*
The moose likes Beginning Java and the fly likes Splitting a block of text into individual lines Big Moose Saloon
  Search | Java FAQ | Recent Topics | Flagged Topics | Hot Topics | Zero Replies
Register / Login


Win a copy of The Java EE 7 Tutorial Volume 1 or Volume 2 this week in the Java EE forum
or jQuery UI in Action in the JavaScript forum!
JavaRanch » Java Forums » Java » Beginning Java
Bookmark "Splitting a block of text into individual lines" Watch "Splitting a block of text into individual lines" New topic
Author

Splitting a block of text into individual lines

Michael DeChirico
Greenhorn

Joined: Jul 31, 2008
Posts: 16
I have a need to split blocks of text into their component text lines, each text line has a 0xff as the trailing character.

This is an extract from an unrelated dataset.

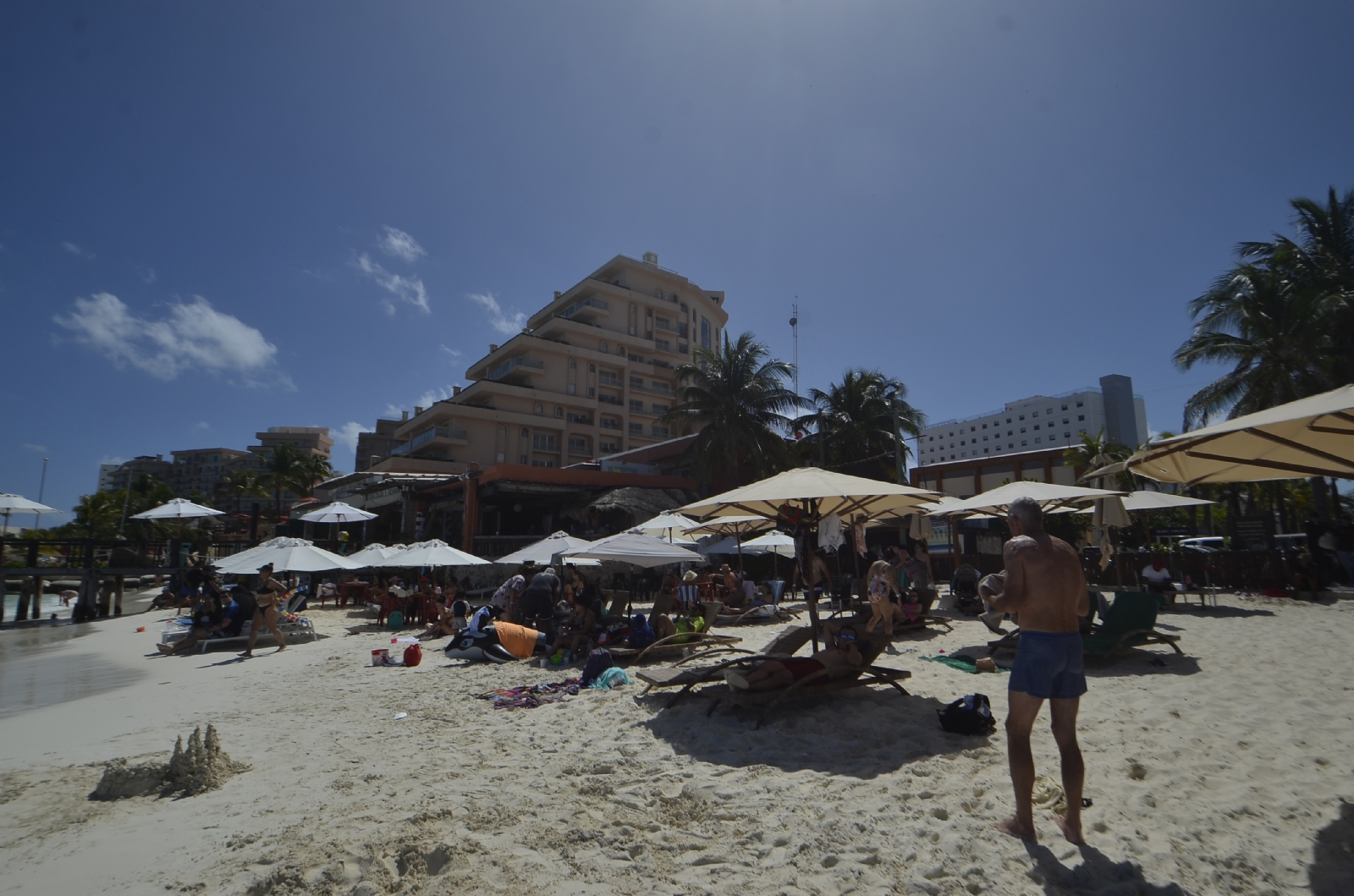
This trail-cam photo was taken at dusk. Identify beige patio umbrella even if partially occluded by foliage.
[679,467,941,519]
[930,479,1128,517]
[1126,386,1354,486]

the block of text are variable sized and the component text lines are variable in lenght.

Whats the best way to break the blocks of text apart?

My original thought was to use the stringtokenizer but i gather thats not a good thing to do.

Thanks.

Michael
Campbell Ritchie
Sheriff

Joined: Oct 13, 2005
Posts: 38412
    
  23
Is this already in a text file? Use something which reads text files, eg java.util.Scanner.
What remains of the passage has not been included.